To make up for the loss, the de Blasio administration has stopped charging NYCHA for police resources and increased its funding to the authority’s capital budget, from $91 million in the 2015 fiscal year to $243 million the next year, according to another chart provided by the agency.

But it is hardly enough to plug a $17 billion deficit in the authority’s capital budget.

An effort to raise private funds has so far yielded only $900,000 — far short of a goal of $200 million over three years.

The agency has turned to a plan that would allow the private development of mixed-income apartments on its land to raise anywhere from $300 million to $600 million. The initiative has been met with resistance among many tenants and elected officials but the de Blasio administration believes it is essential to relieving NYCHA’s budget woes.
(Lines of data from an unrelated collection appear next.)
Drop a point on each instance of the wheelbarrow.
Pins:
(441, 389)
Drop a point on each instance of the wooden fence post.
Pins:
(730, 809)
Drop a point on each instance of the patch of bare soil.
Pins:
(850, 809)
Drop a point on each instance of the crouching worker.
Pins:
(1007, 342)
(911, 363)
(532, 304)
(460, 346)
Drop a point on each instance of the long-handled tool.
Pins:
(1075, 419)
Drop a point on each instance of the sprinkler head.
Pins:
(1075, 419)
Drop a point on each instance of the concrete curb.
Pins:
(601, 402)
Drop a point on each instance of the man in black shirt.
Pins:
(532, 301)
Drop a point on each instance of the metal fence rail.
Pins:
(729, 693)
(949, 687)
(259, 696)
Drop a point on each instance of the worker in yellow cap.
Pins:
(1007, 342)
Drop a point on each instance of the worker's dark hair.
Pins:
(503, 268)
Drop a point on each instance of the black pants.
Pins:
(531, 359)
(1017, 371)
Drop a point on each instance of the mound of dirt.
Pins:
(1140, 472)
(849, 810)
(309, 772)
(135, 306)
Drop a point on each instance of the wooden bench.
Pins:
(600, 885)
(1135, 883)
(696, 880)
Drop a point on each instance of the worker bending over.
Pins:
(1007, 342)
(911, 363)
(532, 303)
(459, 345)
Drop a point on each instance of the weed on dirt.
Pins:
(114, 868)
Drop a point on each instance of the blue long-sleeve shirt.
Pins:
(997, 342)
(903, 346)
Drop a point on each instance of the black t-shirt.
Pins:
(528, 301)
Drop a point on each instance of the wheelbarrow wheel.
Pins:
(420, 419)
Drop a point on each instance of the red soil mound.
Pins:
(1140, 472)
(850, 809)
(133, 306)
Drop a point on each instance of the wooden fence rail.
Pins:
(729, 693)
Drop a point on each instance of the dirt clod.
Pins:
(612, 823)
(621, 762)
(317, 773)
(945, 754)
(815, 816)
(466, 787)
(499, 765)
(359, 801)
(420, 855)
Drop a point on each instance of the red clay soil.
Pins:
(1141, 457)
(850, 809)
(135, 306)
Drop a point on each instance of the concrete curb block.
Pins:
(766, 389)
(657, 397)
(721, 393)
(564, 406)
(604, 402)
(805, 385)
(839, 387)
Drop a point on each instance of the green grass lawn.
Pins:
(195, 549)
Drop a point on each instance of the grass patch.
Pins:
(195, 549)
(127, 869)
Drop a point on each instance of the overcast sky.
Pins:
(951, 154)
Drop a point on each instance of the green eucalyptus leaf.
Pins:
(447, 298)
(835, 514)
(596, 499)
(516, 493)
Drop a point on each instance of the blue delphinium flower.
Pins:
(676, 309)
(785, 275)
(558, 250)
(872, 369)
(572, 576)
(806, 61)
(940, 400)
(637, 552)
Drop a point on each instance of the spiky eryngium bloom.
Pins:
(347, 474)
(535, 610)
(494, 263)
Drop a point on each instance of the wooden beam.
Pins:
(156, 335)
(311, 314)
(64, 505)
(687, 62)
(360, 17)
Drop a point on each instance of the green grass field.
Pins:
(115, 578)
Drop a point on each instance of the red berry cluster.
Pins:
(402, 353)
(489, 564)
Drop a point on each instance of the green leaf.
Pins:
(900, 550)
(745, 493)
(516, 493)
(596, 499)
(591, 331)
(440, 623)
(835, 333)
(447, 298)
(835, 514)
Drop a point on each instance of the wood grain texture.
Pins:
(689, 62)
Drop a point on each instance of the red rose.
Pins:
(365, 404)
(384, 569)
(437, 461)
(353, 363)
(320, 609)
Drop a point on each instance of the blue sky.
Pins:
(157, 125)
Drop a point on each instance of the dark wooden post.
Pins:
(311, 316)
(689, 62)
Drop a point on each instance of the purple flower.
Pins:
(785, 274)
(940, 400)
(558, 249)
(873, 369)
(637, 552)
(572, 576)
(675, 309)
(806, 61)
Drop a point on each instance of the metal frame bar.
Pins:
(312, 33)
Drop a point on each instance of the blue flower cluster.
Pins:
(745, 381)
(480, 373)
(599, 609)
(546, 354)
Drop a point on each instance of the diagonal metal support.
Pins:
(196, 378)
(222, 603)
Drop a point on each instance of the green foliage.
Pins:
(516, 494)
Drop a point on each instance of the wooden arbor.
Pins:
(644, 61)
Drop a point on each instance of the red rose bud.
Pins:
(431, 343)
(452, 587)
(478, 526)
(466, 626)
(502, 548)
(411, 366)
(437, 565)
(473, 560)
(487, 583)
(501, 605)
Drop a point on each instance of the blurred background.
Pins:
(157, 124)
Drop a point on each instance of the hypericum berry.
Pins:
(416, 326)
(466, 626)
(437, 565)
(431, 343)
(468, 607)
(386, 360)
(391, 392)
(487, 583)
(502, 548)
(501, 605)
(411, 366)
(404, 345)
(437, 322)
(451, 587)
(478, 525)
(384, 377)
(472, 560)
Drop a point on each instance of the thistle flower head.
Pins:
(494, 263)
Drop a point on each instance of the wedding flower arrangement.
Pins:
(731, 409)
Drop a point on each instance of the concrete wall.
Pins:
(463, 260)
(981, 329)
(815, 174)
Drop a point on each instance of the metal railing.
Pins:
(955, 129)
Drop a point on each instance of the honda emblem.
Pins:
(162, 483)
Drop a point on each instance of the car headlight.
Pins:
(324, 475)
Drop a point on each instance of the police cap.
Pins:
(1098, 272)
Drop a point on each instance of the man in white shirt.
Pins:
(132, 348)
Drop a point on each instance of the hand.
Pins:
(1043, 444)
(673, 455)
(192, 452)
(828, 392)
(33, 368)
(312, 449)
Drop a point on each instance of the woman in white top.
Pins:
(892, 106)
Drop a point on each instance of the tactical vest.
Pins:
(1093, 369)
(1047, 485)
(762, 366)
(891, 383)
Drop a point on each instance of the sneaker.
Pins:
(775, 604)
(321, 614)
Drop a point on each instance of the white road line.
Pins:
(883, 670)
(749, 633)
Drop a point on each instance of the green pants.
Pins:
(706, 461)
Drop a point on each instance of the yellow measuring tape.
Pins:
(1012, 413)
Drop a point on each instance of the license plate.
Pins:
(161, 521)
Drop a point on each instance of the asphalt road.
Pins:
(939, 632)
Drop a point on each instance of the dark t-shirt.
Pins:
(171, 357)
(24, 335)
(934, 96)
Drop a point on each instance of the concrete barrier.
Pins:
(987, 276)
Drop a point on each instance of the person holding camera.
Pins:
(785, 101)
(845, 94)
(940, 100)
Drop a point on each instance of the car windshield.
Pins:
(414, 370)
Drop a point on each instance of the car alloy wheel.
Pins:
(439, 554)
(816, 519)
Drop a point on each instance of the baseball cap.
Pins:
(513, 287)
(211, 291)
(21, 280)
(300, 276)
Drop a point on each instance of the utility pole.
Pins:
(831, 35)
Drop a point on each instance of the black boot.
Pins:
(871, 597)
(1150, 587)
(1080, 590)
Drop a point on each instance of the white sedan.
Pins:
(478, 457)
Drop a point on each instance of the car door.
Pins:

Meanwhile, 269,740 families are on NYCHA’s waiting list and 31,449 of them listed themselves as currently living in homeless shelters, an agency spokesman said. (He cautioned that self-reported reasons for applying for public housing are not validated until the applicant is interviewed.)

Further cuts could require NYCHA to lay off staff and slow down repairs, all while the de Blasio administration struggles to come up with permanent shelter for a homeless population that has grown during his three years in office.

NYCHA estimates that every percentage point decrease in its eligible funding translates into a loss of $9 million and could mean laying off 50 people.

Olatoye declined to answer questions about specific measures she would take to counteract cuts.

“Everything is on the table. And I’m not in the business of fear mongering but I do think it is important [to] understand that this is real life,” she said. “When we start to erode the operations of an organization, which is what we’ve seen over the past 30 years … the conditions get worse. We still have people living in these buildings.”

HUD also provides NYCHA and the city’s Department of Housing Preservation and Development with more than $1.4 billion in separate funds for their Section 8 voucher programs, which cover a portion of a rent in private apartments for low-income tenants.

“The conventional wisdom in Washington seems to be that public housing is a failure. It’s a discredited model, and there’s no real constituency for it in Washington,” CIty Councilman Ritchie Torres, who chairs the Council’s public housing committee, said in a recent interview.

He predicted NYCHA’s decline would “only accelerate under a Donald Trump presidency,” which could have dire affects on the city’s shortage of low-income apartments and homeless shelter space.

“You can only starve an institution so long before it collapses,” he said. “If we hemorrhage units in public housing, then homelessness could skyrocket. Most of the people who live in public housing would likely be homeless without it.”